Ahora le tocó a Miguel Ángel meditar. Al cabo de unos segundos respondió:

—Entre otras cosas —dijo—, traerles cosas a mis amigos.

Lentamente, en medio de un gran silencio, comenzó a repartir los regalos.

—Para mi madre, un vestido negro para ir a misa. Para Bruno, un cinturón de cuero con hebilla de plata. Para Gilberto, una camisa amarilla y unas calzas. A nonno, el abuelo, una bufanda de lana para el invierno. Para papá Topolino, unas botas altas para trabajar en la caverna de Maiano. Enrico, me dijiste que cuando crecieras llevarías un anillo de oro. ¡Eccolo!

Durante un largo rato, se quedaron mirándolo, mudos. Luego, la madre entró en la casa para probarse el vestido; el padre se calzó las botas; Bruno se ciñó el cinturón; Gilberto se puso la camisa amarilla; el abuelo se enrollaba y desenrollaba la bufanda al cuello; Enrico montó en el caballo y se quedó inmóvil, contemplando su anillo.
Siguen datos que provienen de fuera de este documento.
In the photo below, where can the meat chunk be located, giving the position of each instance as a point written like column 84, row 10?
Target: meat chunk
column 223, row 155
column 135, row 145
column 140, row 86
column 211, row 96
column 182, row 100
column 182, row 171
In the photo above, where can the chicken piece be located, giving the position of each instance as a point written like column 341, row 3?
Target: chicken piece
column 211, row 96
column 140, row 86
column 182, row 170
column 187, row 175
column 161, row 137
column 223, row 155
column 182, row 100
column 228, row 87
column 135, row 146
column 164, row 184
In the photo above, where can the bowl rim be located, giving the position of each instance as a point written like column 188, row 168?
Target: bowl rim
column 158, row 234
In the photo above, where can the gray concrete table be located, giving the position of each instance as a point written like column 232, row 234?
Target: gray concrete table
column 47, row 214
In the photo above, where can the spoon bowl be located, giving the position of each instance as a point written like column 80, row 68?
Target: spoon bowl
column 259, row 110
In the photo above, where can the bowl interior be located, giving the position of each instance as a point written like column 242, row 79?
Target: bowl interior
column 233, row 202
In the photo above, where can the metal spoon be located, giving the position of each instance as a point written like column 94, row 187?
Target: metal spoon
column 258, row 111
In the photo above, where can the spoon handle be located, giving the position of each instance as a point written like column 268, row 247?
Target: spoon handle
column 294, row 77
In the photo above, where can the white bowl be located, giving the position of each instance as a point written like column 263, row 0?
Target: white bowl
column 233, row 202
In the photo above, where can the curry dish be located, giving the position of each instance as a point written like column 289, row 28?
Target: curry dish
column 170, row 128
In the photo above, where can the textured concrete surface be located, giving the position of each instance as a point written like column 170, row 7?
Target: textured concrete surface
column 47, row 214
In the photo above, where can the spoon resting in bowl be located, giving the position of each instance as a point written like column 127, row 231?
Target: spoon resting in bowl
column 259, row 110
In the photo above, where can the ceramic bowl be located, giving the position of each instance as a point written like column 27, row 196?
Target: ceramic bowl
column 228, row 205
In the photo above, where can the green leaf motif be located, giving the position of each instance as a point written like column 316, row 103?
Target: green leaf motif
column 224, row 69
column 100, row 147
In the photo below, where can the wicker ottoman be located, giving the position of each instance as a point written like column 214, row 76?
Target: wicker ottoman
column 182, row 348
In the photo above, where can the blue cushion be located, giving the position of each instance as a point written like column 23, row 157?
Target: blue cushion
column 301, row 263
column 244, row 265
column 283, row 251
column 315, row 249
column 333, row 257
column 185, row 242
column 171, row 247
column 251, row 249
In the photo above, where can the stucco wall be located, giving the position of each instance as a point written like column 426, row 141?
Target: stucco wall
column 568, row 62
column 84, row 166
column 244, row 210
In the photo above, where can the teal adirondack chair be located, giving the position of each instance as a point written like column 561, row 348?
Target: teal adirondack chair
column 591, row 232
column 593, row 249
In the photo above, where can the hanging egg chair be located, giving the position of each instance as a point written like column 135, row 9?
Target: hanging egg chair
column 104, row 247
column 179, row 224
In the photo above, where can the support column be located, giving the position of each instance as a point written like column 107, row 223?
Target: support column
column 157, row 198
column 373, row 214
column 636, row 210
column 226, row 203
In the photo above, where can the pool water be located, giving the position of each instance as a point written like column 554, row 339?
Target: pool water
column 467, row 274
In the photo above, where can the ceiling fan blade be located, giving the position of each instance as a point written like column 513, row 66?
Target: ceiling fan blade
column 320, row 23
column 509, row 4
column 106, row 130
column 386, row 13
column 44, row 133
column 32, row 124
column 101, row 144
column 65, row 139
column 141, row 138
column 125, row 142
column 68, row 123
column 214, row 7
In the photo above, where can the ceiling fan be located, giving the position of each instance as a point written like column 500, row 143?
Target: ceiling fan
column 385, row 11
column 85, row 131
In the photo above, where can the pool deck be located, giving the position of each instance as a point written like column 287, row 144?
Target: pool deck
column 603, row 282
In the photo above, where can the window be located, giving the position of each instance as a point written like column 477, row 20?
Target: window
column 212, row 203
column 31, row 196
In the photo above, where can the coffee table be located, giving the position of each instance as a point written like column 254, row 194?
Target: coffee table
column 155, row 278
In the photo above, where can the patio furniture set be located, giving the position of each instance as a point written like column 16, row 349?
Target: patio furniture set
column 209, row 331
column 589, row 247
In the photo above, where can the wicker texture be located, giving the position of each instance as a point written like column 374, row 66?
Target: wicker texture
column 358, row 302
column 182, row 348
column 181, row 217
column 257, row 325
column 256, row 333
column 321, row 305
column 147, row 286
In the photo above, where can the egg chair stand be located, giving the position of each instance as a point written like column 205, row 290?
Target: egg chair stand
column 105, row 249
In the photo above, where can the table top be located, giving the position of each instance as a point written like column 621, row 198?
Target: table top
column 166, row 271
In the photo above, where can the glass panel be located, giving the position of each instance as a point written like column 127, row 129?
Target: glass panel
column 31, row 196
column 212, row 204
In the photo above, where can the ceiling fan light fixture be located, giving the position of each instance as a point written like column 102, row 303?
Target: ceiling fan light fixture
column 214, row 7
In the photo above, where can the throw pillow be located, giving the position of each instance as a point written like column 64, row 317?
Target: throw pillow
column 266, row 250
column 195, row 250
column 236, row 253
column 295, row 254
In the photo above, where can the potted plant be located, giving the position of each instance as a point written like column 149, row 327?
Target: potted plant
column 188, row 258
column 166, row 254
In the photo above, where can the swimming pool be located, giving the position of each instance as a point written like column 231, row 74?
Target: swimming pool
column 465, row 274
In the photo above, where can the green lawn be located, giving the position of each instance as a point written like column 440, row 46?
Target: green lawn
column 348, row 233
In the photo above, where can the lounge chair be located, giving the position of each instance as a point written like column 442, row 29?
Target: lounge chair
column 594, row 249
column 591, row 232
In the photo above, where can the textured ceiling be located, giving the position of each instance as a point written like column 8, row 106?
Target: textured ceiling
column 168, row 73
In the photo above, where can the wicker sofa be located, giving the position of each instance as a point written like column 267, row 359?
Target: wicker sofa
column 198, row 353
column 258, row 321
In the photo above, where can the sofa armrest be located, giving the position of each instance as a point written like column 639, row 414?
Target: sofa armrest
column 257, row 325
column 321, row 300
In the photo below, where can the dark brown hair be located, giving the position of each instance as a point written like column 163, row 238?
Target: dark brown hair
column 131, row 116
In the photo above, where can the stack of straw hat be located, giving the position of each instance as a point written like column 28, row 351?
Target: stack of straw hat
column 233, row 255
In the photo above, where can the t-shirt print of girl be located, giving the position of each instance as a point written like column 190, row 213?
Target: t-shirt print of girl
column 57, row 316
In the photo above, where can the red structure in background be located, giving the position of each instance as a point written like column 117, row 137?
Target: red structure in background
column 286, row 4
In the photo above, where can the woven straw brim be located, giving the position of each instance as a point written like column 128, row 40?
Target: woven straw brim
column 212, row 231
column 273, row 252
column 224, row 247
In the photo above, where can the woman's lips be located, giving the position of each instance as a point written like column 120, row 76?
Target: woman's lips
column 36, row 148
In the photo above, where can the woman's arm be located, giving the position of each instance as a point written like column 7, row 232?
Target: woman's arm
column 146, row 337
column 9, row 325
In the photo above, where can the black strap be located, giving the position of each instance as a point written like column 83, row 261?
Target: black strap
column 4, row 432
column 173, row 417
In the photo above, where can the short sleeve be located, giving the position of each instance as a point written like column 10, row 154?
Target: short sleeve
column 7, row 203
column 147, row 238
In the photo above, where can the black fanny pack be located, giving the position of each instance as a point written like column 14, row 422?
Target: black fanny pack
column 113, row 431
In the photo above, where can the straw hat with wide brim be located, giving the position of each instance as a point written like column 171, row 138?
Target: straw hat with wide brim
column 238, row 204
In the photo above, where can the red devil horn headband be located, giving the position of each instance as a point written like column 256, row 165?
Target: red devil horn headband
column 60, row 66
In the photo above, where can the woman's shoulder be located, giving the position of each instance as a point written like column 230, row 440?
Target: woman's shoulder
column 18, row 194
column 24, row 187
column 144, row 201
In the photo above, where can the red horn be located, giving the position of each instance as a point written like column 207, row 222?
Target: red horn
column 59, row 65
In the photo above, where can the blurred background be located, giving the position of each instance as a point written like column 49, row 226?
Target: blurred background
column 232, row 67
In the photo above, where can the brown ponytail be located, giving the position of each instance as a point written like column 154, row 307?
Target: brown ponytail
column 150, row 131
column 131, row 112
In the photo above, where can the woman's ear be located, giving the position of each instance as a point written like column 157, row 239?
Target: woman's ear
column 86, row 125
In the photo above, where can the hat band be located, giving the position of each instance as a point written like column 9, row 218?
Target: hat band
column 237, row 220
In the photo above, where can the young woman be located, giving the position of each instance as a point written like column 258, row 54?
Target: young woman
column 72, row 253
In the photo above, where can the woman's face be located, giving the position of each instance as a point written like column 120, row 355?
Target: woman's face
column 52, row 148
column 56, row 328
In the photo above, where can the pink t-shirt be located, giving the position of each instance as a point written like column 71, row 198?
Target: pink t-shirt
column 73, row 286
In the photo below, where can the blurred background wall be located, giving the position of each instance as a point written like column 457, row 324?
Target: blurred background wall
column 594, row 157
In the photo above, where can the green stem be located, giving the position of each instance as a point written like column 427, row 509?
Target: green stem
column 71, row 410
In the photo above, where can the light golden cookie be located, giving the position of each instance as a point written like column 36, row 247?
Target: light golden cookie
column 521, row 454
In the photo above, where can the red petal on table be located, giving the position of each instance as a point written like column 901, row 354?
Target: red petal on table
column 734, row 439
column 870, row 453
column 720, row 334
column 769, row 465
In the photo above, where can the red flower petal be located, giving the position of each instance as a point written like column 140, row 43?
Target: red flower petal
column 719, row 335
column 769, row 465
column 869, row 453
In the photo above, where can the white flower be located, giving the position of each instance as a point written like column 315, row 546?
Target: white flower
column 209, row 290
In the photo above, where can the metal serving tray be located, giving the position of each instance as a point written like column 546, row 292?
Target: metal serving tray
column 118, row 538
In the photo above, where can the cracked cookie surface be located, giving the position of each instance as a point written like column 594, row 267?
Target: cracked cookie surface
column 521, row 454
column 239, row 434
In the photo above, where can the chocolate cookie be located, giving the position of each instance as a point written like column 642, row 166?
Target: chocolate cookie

Miguel Ángel se dio cuenta de que había otro paquete en la mesa. Perplejo, lo abrió y sacó un mantel de hilo. Recordó que Contessina le había dicho: «¿Qué le parece un mantel bordado?». La hija de Lorenzo había incluido aquel regalo en la bolsa como obsequio propio. Se sonrojó. ¡Dios mío! ¿Cómo podía explicarlo? Puso el mantel en manos de la señora Topolino.

—Y éste es un regalo de Contessina de Medici, para usted.

—¿Contessina de Medici? ¿Cómo es posible que ella me haya enviado esto? ¡Si no me conoce, ni sabe que existo!

—Sí, lo sabe. Yo le he hablado de los Topolino. Su costurera cosió este vestido.

El nonno se emocionó.

—¡Es un milagro! —dijo.

Y Miguel Ángel pensó: «Amén. Es cierto».